Cela se passe comme pour le songe du verbe avoir : tu entre dans un rêve séduisant (je suis…un banquier, par exemple) et tu finis par vivre un cauchemar (je suis éboueur !).
 
Ainsi, ancre fermement dans ta tête : « Je suis une personne ». Si on te dit « tu es un banquier », pense ou dit bien nettement : « Non, c’est faux. Je suis une personne. ». Si on te dit « tu es un éboueur », affirme calmement « Absolument pas. Je suis une personne ».
 
Mais sois bien vigilant. Car à un moment on va te dire quelque chose de très séduisant, quelque chose comme « tu es un PDG », ou « tu es un grand artiste » ; enfin, quelque chose qui correspond à ton désir le plus profond. Et c’est à cet instant qu’il te faudra résister au songe qui t’appelle. C’est toujours par le côté séduisant (le rêve) que l’on entre dans le songe ; jamais par la facette du cauchemar…
 
Ecoute bien, si tu as l’oreille assez fine, comme la musique de ces deux phrases est différente : « J’ai pris mon pull, mon sac, et je suis sorti de ma maison pour aller à mon travail. Je suis banquier »
et
« J’ai pris un pull, le sac, je suis sorti de la maison pour aller au travail. C’est un travail de banquier »
 
La deuxième est plus légère. Déjà, quelques chaînes sont tombées. On en est tout de suite plus aérien.
 
Ainsi, mon ami des elfes et des sylphes, si tu veux connaître notre bonheur, ne garde avec toi que ton corps. Sois comme un marcheur dans la forêt. Et méfie-toi des petits mots-bouts de chaînes « J’ai, mon, ma, je suis, … » qui te séduisent un peu pour beaucoup t’emprisonner.
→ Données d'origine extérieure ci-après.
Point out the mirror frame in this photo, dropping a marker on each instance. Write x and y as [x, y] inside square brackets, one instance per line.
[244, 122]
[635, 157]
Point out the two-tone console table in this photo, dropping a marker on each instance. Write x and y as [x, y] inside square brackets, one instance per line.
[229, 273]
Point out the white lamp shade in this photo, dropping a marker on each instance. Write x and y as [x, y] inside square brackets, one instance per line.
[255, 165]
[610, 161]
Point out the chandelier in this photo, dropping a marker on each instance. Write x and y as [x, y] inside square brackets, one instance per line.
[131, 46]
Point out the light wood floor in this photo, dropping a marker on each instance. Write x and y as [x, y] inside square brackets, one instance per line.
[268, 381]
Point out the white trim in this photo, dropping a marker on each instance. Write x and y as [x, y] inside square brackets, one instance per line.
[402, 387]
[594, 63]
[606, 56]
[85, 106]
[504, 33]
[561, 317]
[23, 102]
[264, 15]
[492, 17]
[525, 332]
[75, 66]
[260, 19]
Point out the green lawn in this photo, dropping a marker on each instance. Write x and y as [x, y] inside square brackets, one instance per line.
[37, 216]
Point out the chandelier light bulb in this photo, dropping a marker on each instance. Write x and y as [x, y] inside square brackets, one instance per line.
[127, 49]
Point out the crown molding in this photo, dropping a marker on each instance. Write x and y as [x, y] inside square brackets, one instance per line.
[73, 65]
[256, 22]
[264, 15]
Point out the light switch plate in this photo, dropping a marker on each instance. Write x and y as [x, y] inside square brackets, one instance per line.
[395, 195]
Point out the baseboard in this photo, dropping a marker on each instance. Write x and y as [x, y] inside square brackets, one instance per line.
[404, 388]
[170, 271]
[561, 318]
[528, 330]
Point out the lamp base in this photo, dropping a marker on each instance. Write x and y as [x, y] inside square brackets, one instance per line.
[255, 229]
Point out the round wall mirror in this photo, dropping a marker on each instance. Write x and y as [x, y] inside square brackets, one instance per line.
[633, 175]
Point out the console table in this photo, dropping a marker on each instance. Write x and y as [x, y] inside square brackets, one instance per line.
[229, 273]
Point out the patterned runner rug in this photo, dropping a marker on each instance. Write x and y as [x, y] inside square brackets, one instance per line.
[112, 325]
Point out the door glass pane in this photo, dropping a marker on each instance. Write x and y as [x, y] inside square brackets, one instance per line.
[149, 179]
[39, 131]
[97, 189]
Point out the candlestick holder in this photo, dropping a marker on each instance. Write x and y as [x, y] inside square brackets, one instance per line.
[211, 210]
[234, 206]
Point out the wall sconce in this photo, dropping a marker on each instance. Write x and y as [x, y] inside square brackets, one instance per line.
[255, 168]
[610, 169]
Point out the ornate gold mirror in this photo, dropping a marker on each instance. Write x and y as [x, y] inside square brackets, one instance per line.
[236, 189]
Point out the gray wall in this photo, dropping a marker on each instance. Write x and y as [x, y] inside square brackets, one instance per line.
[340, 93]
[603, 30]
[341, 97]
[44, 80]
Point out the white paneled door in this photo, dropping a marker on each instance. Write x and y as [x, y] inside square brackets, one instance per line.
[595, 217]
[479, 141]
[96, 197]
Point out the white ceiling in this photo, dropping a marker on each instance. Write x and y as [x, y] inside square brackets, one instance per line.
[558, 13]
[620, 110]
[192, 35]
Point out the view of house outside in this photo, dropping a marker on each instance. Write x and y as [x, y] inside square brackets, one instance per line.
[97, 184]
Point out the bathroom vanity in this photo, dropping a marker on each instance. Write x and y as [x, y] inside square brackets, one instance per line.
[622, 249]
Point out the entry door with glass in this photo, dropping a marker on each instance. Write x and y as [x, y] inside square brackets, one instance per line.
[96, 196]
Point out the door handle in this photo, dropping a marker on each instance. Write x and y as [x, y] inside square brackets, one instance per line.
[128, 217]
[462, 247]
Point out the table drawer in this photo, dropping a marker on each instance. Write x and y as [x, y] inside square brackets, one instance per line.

Il avait le regard clair, étincelant. Il était vigoureux et svelte, l’homme de la forêt.

 
- Oui, oui, évidemment. On se sent tout de suite bien plus vrai et léger. Murmure le jeune homme avant de demander soudain : Est-ce que je te reverrai ?
 
- Quand tu le veux. Cours la forêt, rêve le nez au ciel et peut être que j’apparaîtrai… Demain, peut être, au clair soleil. Je suis Lirimo.

Lirimo se lève, souriant, salue d’un geste de la main. Pars d’une course, se retourne, et crie. « N’oublie pas. Juste ton corps. N’emmène que ton corps avec toi, à la ville comme à la forêt ! … ». Et il disparaît dans la nuit sombre et bleutée.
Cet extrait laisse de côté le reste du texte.